You could also sign up for The Overspill, a daily list of links with short extracts and brief commentary on things I find interesting in tech, science, medicine, politics and any other topic that takes my fancy.
Knibbs almost certainly didn’t write the headline; that’s the job of subeditors, normally.
Notably, the “Six open letters that changed the world” all have sole authors.






Sigh ... I gave up on this politics, as it was very bad for my life. And the Internet Archive does not need me to defend them. But - they are, overall, as a whole, not wrong. Their very existence is walking the tightrope of the actual full quote by Steward Brand:
"Information wants to be free because it has become so cheap to distribute, copy, and recombine - too cheap to meter. It wants to be expensive because it can be immeasurably valuable to the recipient. That tension will not go away. It leads to endless wrenching debate about price, copyright, 'intellectual property', the moral rightness of casual distribution, because each round of new devices makes the tension worse, not better.

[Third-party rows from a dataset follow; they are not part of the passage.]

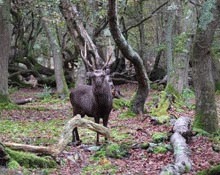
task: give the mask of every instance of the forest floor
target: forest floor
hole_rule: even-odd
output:
[[[130,99],[135,92],[134,85],[120,86],[124,98]],[[32,97],[35,100],[22,105],[19,109],[0,111],[0,141],[16,142],[31,145],[50,146],[58,142],[65,123],[72,117],[72,108],[69,100],[53,98],[48,94],[50,89],[16,89],[11,92],[11,99],[24,99]],[[110,158],[97,155],[95,147],[96,133],[88,129],[79,128],[82,144],[80,146],[67,146],[57,158],[60,165],[53,170],[44,170],[51,175],[157,175],[161,169],[172,163],[172,151],[153,153],[141,147],[143,143],[152,142],[152,135],[156,132],[170,133],[170,124],[155,125],[152,123],[149,106],[153,104],[158,91],[151,90],[145,108],[144,117],[119,117],[126,108],[113,109],[110,114],[109,128],[111,143],[133,145],[126,157]],[[46,98],[45,98],[46,97]],[[220,99],[220,98],[219,98]],[[193,103],[194,99],[190,99]],[[220,104],[220,103],[219,103]],[[169,114],[175,117],[188,116],[193,120],[194,110],[182,106],[178,109],[171,107]],[[92,120],[92,119],[91,119]],[[101,137],[104,142],[104,138]],[[165,141],[169,144],[169,141]],[[187,175],[220,164],[220,154],[212,149],[213,139],[196,135],[193,136],[189,148],[191,150],[192,170]],[[101,153],[100,153],[101,154]],[[32,169],[29,174],[43,174],[43,170]],[[0,172],[1,175],[1,172]]]

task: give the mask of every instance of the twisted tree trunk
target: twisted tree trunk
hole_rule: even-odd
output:
[[[220,0],[207,0],[203,4],[192,54],[193,83],[196,94],[194,125],[210,133],[218,130],[211,46],[215,30],[219,25],[219,14]]]
[[[121,50],[122,54],[133,63],[138,81],[138,89],[132,100],[132,111],[137,114],[142,114],[144,111],[144,103],[148,96],[149,84],[146,68],[144,67],[143,60],[137,52],[128,44],[119,28],[117,21],[117,4],[115,0],[109,0],[108,18],[109,27],[112,37],[116,45]]]

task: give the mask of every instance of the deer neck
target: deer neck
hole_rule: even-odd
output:
[[[96,102],[99,104],[104,104],[106,101],[112,98],[111,89],[108,84],[105,84],[101,87],[94,87],[93,94],[96,99]]]

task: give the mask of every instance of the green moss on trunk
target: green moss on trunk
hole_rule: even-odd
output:
[[[201,171],[197,175],[218,175],[220,174],[220,164],[214,167],[211,167],[208,170]]]
[[[0,103],[10,103],[10,100],[8,98],[8,95],[2,95],[0,94]]]
[[[39,157],[33,153],[14,151],[9,148],[6,148],[6,152],[11,159],[11,163],[9,164],[11,168],[19,165],[25,168],[54,168],[57,165],[50,157]]]

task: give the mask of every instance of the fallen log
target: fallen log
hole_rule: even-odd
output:
[[[72,130],[75,127],[88,128],[92,131],[99,132],[101,135],[105,136],[108,139],[110,138],[110,133],[108,128],[100,124],[94,123],[90,120],[81,118],[80,115],[76,115],[67,122],[58,144],[55,145],[54,148],[52,149],[54,156],[58,155],[60,152],[62,152],[65,149],[66,145],[69,142],[69,138],[72,136]]]
[[[106,138],[110,138],[110,133],[108,128],[100,124],[94,123],[90,120],[81,118],[80,115],[76,115],[66,123],[66,125],[64,126],[64,130],[60,136],[60,139],[58,141],[58,144],[56,145],[45,147],[45,146],[34,146],[34,145],[26,145],[26,144],[18,144],[18,143],[10,143],[10,142],[6,142],[3,144],[14,150],[46,154],[55,157],[65,149],[65,147],[69,143],[70,137],[72,136],[72,130],[75,127],[88,128],[92,131],[99,132],[101,135],[105,136]]]
[[[17,105],[23,105],[23,104],[26,104],[32,101],[33,101],[33,98],[26,98],[26,99],[16,100],[14,101],[14,103]]]
[[[20,150],[20,151],[32,152],[32,153],[40,153],[40,154],[46,154],[46,155],[53,154],[53,150],[51,149],[51,147],[34,146],[34,145],[12,143],[12,142],[4,142],[3,144],[6,147],[13,149],[13,150]]]
[[[174,151],[174,163],[165,166],[160,175],[179,175],[191,170],[190,149],[185,139],[185,137],[188,139],[189,133],[191,133],[190,122],[188,117],[180,117],[174,123],[174,134],[170,138]]]

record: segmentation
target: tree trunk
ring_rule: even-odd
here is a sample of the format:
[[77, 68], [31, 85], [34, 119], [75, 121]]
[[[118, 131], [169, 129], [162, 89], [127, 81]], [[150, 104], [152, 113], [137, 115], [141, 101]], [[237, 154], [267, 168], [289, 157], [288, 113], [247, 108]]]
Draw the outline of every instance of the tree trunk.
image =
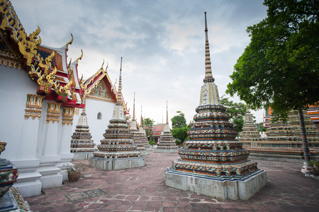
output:
[[298, 110], [298, 112], [299, 112], [300, 129], [301, 131], [301, 138], [303, 139], [303, 155], [305, 155], [305, 160], [306, 161], [309, 161], [309, 160], [310, 160], [310, 152], [309, 152], [309, 145], [308, 143], [307, 134], [306, 133], [305, 122], [303, 121], [303, 110], [301, 108], [300, 108]]

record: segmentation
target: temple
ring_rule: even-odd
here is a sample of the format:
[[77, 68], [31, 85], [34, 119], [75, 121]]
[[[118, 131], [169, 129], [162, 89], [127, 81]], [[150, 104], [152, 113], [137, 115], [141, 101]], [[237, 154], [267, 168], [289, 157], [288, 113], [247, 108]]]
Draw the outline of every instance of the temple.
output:
[[142, 143], [142, 135], [138, 129], [138, 123], [135, 119], [135, 93], [134, 92], [134, 102], [133, 102], [133, 116], [132, 118], [132, 122], [130, 124], [130, 131], [133, 135], [134, 143], [136, 145], [137, 151], [140, 153], [142, 155], [147, 155], [147, 151], [144, 144]]
[[249, 152], [235, 140], [237, 131], [220, 104], [211, 67], [205, 12], [206, 71], [189, 140], [179, 149], [181, 159], [165, 172], [165, 184], [220, 199], [249, 199], [267, 183], [266, 172], [247, 160]]
[[245, 114], [242, 131], [239, 136], [238, 140], [242, 143], [242, 147], [245, 148], [250, 147], [254, 141], [261, 141], [262, 139], [248, 107]]
[[14, 186], [22, 196], [40, 195], [67, 179], [74, 110], [84, 107], [77, 69], [83, 52], [67, 63], [73, 36], [62, 47], [47, 47], [39, 27], [27, 35], [11, 1], [0, 1], [0, 13], [3, 155], [19, 170]]
[[104, 139], [97, 146], [98, 151], [89, 159], [89, 165], [101, 170], [121, 170], [144, 166], [144, 157], [137, 151], [128, 125], [126, 124], [122, 102], [122, 58], [117, 101], [112, 119], [103, 134]]
[[[85, 95], [85, 92], [84, 92]], [[86, 98], [84, 99], [84, 105]], [[75, 132], [72, 136], [71, 139], [71, 153], [74, 154], [73, 160], [86, 160], [93, 157], [93, 153], [97, 149], [94, 148], [95, 143], [91, 139], [92, 136], [89, 132], [89, 127], [87, 124], [86, 113], [85, 112], [85, 106], [82, 110], [81, 116], [79, 118], [79, 122], [76, 126]]]
[[[303, 112], [310, 158], [319, 158], [319, 137], [306, 112]], [[298, 112], [290, 111], [286, 123], [270, 122], [267, 138], [251, 142], [250, 157], [269, 160], [304, 159]]]
[[[108, 73], [108, 67], [104, 67], [103, 61], [101, 68], [88, 79], [84, 81], [84, 85], [86, 88], [86, 114], [92, 140], [97, 145], [103, 138], [101, 132], [104, 131], [106, 126], [108, 124], [112, 118], [112, 111], [116, 102], [116, 89], [112, 83]], [[122, 102], [124, 113], [128, 114], [128, 110], [122, 95]], [[79, 120], [79, 115], [74, 114], [74, 119]], [[94, 126], [94, 127], [93, 127]], [[72, 126], [72, 131], [75, 131], [75, 124]]]
[[143, 129], [144, 123], [143, 123], [143, 119], [142, 117], [142, 105], [140, 106], [140, 126], [138, 128], [138, 131], [140, 133], [140, 140], [142, 141], [142, 143], [143, 146], [145, 148], [147, 151], [151, 151], [152, 150], [152, 146], [150, 145], [150, 143], [148, 143], [147, 140], [147, 136], [146, 135], [146, 131]]
[[174, 153], [177, 152], [177, 145], [172, 136], [168, 121], [167, 102], [166, 102], [166, 124], [157, 142], [155, 153]]

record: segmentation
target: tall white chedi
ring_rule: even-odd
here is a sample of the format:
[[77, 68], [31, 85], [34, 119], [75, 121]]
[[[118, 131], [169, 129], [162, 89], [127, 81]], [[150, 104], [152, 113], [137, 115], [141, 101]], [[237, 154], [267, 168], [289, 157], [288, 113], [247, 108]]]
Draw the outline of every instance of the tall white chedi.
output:
[[130, 131], [132, 134], [134, 143], [136, 145], [137, 150], [141, 153], [142, 155], [147, 155], [147, 151], [142, 143], [141, 135], [138, 129], [138, 123], [136, 123], [135, 119], [135, 93], [134, 92], [134, 102], [133, 102], [133, 116], [132, 118], [132, 122], [130, 122]]
[[147, 140], [147, 136], [146, 135], [146, 131], [143, 129], [143, 119], [142, 117], [142, 105], [140, 106], [140, 126], [138, 128], [138, 132], [140, 133], [140, 140], [142, 141], [142, 143], [143, 144], [143, 146], [146, 148], [147, 151], [150, 151], [152, 149], [152, 146], [150, 145], [150, 143]]
[[[86, 91], [85, 91], [86, 92]], [[94, 148], [95, 143], [91, 139], [89, 127], [87, 123], [87, 117], [86, 113], [86, 97], [84, 97], [84, 107], [82, 110], [79, 122], [75, 128], [75, 132], [72, 136], [71, 139], [71, 153], [74, 154], [73, 160], [87, 160], [93, 157], [93, 153], [97, 149]]]
[[213, 77], [205, 12], [205, 78], [199, 105], [179, 149], [180, 159], [165, 172], [165, 184], [220, 199], [248, 199], [267, 183], [266, 172], [248, 160], [249, 151], [236, 140]]
[[157, 143], [157, 148], [155, 148], [155, 153], [174, 153], [177, 152], [177, 146], [175, 140], [172, 136], [169, 129], [169, 124], [168, 121], [168, 109], [167, 101], [166, 102], [166, 124], [164, 126], [162, 133], [161, 134]]
[[89, 165], [101, 170], [121, 170], [144, 166], [145, 161], [136, 150], [133, 136], [128, 129], [122, 104], [122, 58], [117, 102], [112, 119], [103, 134], [104, 139], [98, 145], [99, 151], [89, 159]]

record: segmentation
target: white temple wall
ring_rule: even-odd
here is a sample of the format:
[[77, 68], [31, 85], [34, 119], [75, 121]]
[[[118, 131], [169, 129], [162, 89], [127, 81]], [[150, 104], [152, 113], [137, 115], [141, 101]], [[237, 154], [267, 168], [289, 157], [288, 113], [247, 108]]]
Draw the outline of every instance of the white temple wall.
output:
[[[26, 129], [27, 122], [24, 119], [24, 114], [27, 94], [34, 93], [38, 86], [30, 80], [24, 70], [3, 65], [0, 66], [0, 98], [2, 102], [0, 106], [0, 140], [7, 143], [6, 151], [1, 153], [1, 157], [12, 161], [18, 160], [21, 156], [18, 153], [23, 152], [23, 134], [29, 136], [29, 145], [24, 151], [34, 151], [34, 146], [36, 146], [36, 138], [35, 139], [34, 136], [26, 131], [28, 129]], [[32, 120], [31, 118], [29, 119]], [[33, 155], [28, 155], [27, 158], [34, 158], [34, 153], [33, 152]]]
[[[100, 141], [104, 139], [103, 134], [105, 133], [105, 130], [108, 129], [108, 124], [112, 118], [114, 107], [114, 102], [99, 101], [89, 98], [86, 99], [87, 123], [92, 136], [92, 140], [96, 145], [101, 144]], [[74, 116], [72, 132], [75, 131], [75, 126], [77, 124], [82, 112], [82, 110], [80, 110], [79, 116]], [[97, 119], [97, 114], [99, 112], [102, 114], [101, 119]], [[70, 136], [69, 140], [71, 141], [71, 139]]]
[[35, 94], [37, 88], [26, 71], [0, 66], [0, 140], [7, 143], [1, 158], [18, 167], [14, 186], [23, 197], [41, 193], [42, 175], [36, 171], [40, 165], [36, 156], [39, 119], [24, 119], [27, 95]]

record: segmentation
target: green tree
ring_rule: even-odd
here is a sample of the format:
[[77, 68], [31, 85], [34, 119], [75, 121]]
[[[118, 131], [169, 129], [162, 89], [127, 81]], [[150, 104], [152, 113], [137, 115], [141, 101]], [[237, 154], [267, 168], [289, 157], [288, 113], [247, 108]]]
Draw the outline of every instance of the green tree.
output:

And here we are, exactly, on "the moral rightness of casual distribution" - and the effects of scaling it.
I suspect they view "why don't you block AI scrapers" as a poisoned chalice. It gets into perverse situations where "good netizens" respect the block, but "bad netizens" don't care. And there are a lot of outlaw scrapers around now. Even worse, the "good netizens" are run by some of IA's powerful friends. They'll have a morass of trying to chase blocks, which is just a losing game because they don't have the resources to do it well. When they fail - and they will - it'll mean more attacks on them, where they'll end up being kicked every time someone wants a quick story ("The IA claims it's blocking AI scrapers, BUT IT'S NOT!!!").
I'm not a lawyer, and the following is pure speculation, take it for what it's worth: I wouldn't be surprised if IA had gotten legal advice that they should start out asserting "fair use" very strongly, because the alternative of trying to block will *absolutely counter-intuitively* open them up to accusations of bad faith negotiating.
No easy answers here, and everyone is arguably "doing what they have to do".